- Film poster
- Directed by: Diana Whitten
- Written by: Diana Whitten
- Produced by: Diana Whitten; Elissa Brown; Mitchell Block;
- Starring: Rebecca Gomperts
- Cinematography: Diana Whitten
- Edited by: Simeon Hutner
- Music by: Todd Griffin; Heather McIntosh;
- Production companies: Sovereignty Productions; in association with:; Fork Films; Impact Partners; Chicken and Egg Pictures;
- Distributed by: Filmbuff
- Release date: March 9, 2014 (SXSW);
- Running time: 90 minutes
- Countries: USA, Tanzania; Spain, Portugal; Poland, Pakistan; Netherlands, Ireland; Indonesia, Ecuador;
- Language: English
- Box office: $800 thousand

= Vessel (film) =

Vessel is a 2014 multi-national documentary film written and directed by Diana Whitten as her debut film, focusing on the work of Women on Waves, a Dutch pro-choice organization founded by the Dutch physician Rebecca Gomperts in 1999. The film's world premiere took place at SXSW in Texas on March 9, 2014. The film has been distributed by Filmbuff since 2015.

==Synopsis==
The film focuses on Dr. Rebecca Gomperts' work with her organization 'Women on Waves', as she sails a ship around the world and provides abortions at sea for women who have no legal alternative. Gomperts meets opposition, but when each is overcome, she refines her mission and eventually realizes she can use new technologies to bypass existing laws. She trains women to give themselves abortions using WHO-researched protocols with pills, and creates an underground network of empowered activists who trust women to handle abortion themselves.

==Cast==
The film features Rebecca Gomperts, Susan Davies, Veronica Vera, Kinga Jelinska, Cecilia Costa, Gunilla Kleiverda, Myra ter Meulen, Margreet Parlevliet, Juul Brockling, Lizet Kraal, Margie Moore, Ivette Mrova, Annemarie van den Heuvel, Ana Cristina Santos, Sara larrea, Ana Cristina Vera, Paula Castello Starkoff, Manuela Luna Creciente, and Nondo Ebuela Ejano, with voice-over by Kinga Jelinska and Inês Rodrigues.

==Production==
The film took seven years to make.

==Recognition==

===Reception===
Vessel was given a mixed review by Indiewire critic Eric Kohn, who wrote that "the hot button topic [abortion] begs for a more dynamic treatment."
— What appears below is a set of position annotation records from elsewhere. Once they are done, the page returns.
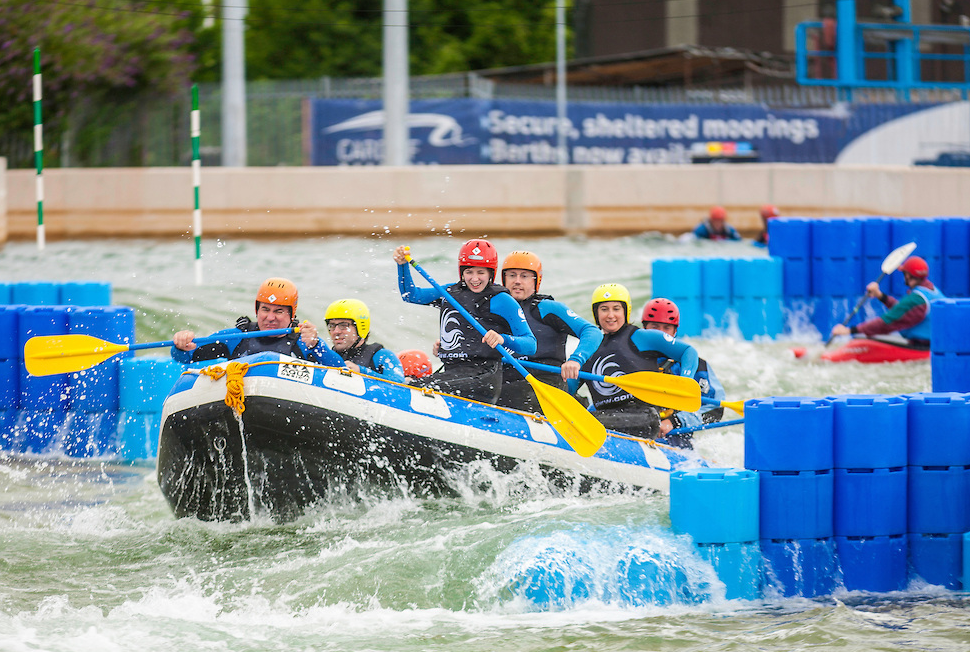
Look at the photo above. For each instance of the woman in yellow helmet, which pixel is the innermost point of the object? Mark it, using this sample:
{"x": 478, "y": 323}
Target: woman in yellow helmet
{"x": 348, "y": 322}
{"x": 627, "y": 349}
{"x": 276, "y": 302}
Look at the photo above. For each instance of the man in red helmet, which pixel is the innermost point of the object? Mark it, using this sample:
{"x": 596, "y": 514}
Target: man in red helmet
{"x": 276, "y": 302}
{"x": 909, "y": 316}
{"x": 472, "y": 367}
{"x": 664, "y": 315}
{"x": 716, "y": 227}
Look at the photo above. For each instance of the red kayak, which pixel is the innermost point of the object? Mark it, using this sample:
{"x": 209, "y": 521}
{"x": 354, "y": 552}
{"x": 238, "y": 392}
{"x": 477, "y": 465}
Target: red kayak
{"x": 871, "y": 351}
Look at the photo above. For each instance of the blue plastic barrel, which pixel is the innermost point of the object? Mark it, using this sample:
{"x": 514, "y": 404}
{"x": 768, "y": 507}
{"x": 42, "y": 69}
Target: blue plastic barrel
{"x": 937, "y": 558}
{"x": 145, "y": 382}
{"x": 788, "y": 434}
{"x": 85, "y": 294}
{"x": 877, "y": 564}
{"x": 738, "y": 566}
{"x": 715, "y": 505}
{"x": 955, "y": 274}
{"x": 869, "y": 431}
{"x": 939, "y": 499}
{"x": 796, "y": 504}
{"x": 805, "y": 567}
{"x": 42, "y": 392}
{"x": 870, "y": 502}
{"x": 35, "y": 293}
{"x": 939, "y": 429}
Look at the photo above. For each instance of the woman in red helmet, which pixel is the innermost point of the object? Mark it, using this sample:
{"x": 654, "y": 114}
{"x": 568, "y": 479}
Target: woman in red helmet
{"x": 276, "y": 302}
{"x": 664, "y": 315}
{"x": 471, "y": 368}
{"x": 910, "y": 316}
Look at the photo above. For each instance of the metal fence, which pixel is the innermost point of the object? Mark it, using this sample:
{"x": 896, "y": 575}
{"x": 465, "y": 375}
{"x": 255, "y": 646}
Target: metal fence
{"x": 155, "y": 131}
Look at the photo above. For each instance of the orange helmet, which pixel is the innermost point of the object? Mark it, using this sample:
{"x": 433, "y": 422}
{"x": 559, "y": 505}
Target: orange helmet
{"x": 416, "y": 363}
{"x": 523, "y": 260}
{"x": 662, "y": 311}
{"x": 915, "y": 266}
{"x": 279, "y": 292}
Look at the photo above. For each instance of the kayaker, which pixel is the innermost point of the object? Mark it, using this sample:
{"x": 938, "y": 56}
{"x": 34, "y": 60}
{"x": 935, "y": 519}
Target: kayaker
{"x": 471, "y": 367}
{"x": 552, "y": 322}
{"x": 628, "y": 349}
{"x": 664, "y": 315}
{"x": 348, "y": 322}
{"x": 716, "y": 226}
{"x": 276, "y": 302}
{"x": 768, "y": 212}
{"x": 909, "y": 316}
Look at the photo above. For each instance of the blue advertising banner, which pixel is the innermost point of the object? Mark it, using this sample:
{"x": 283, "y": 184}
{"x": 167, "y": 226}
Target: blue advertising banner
{"x": 471, "y": 131}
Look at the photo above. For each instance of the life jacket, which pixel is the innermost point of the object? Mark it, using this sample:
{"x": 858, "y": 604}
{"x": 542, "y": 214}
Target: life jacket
{"x": 617, "y": 356}
{"x": 550, "y": 343}
{"x": 922, "y": 330}
{"x": 460, "y": 341}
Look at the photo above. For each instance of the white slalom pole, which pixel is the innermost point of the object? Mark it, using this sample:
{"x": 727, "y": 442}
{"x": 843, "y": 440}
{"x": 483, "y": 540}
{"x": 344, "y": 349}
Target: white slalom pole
{"x": 196, "y": 132}
{"x": 39, "y": 151}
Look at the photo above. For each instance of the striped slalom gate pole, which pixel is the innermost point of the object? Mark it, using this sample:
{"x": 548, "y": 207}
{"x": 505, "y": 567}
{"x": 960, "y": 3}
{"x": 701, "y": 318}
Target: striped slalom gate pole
{"x": 39, "y": 151}
{"x": 196, "y": 181}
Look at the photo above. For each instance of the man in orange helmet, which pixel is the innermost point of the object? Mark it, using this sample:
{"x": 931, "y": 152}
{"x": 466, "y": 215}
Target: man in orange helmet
{"x": 276, "y": 303}
{"x": 910, "y": 316}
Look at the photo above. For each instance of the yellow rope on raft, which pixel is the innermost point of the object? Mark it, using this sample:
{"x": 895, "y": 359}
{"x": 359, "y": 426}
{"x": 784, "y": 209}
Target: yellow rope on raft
{"x": 234, "y": 373}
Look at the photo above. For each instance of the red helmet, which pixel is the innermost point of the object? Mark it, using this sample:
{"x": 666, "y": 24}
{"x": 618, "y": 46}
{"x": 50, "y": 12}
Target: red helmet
{"x": 662, "y": 311}
{"x": 416, "y": 363}
{"x": 915, "y": 266}
{"x": 478, "y": 253}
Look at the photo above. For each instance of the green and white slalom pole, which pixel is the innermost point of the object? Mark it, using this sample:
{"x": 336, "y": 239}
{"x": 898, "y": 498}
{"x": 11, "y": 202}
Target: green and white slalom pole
{"x": 39, "y": 151}
{"x": 196, "y": 182}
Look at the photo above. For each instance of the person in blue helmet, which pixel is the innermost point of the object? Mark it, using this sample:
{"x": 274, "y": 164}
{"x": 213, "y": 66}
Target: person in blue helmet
{"x": 276, "y": 302}
{"x": 909, "y": 316}
{"x": 552, "y": 323}
{"x": 471, "y": 365}
{"x": 348, "y": 322}
{"x": 664, "y": 315}
{"x": 627, "y": 349}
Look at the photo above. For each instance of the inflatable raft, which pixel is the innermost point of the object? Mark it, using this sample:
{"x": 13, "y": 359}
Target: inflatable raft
{"x": 868, "y": 351}
{"x": 300, "y": 431}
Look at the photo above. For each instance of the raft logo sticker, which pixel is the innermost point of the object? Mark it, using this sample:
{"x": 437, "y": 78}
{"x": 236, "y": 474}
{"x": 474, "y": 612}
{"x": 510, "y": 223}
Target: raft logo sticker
{"x": 297, "y": 372}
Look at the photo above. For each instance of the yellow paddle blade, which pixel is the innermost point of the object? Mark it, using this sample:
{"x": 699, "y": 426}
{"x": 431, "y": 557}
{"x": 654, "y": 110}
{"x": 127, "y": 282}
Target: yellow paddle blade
{"x": 676, "y": 392}
{"x": 63, "y": 354}
{"x": 576, "y": 424}
{"x": 737, "y": 406}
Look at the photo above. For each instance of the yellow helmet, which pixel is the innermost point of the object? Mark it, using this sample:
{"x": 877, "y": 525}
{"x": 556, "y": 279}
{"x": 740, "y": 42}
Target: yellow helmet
{"x": 352, "y": 309}
{"x": 612, "y": 292}
{"x": 523, "y": 260}
{"x": 278, "y": 292}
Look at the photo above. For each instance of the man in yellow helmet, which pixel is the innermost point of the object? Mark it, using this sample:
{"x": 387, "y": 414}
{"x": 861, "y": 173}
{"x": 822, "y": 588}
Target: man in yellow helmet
{"x": 276, "y": 303}
{"x": 348, "y": 322}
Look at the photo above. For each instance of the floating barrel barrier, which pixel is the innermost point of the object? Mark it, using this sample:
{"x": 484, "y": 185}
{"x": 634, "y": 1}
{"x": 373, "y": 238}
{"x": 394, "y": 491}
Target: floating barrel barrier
{"x": 803, "y": 567}
{"x": 937, "y": 558}
{"x": 950, "y": 345}
{"x": 877, "y": 563}
{"x": 869, "y": 431}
===Awards and nominations===
At the 2014 South by Southwest Film Festival the film was nominated for the 'SXSW Grand Jury Award' and won both the 'Audience Award' and 'Special Jury Awards' for Documentary Feature. At the 2014 Sheffield International Documentary Festival, the film won the Peter Wintonick Award. At the Nantucket Film Festival, the film won the Adrienne Shelly Excellence In Filmmaking Award.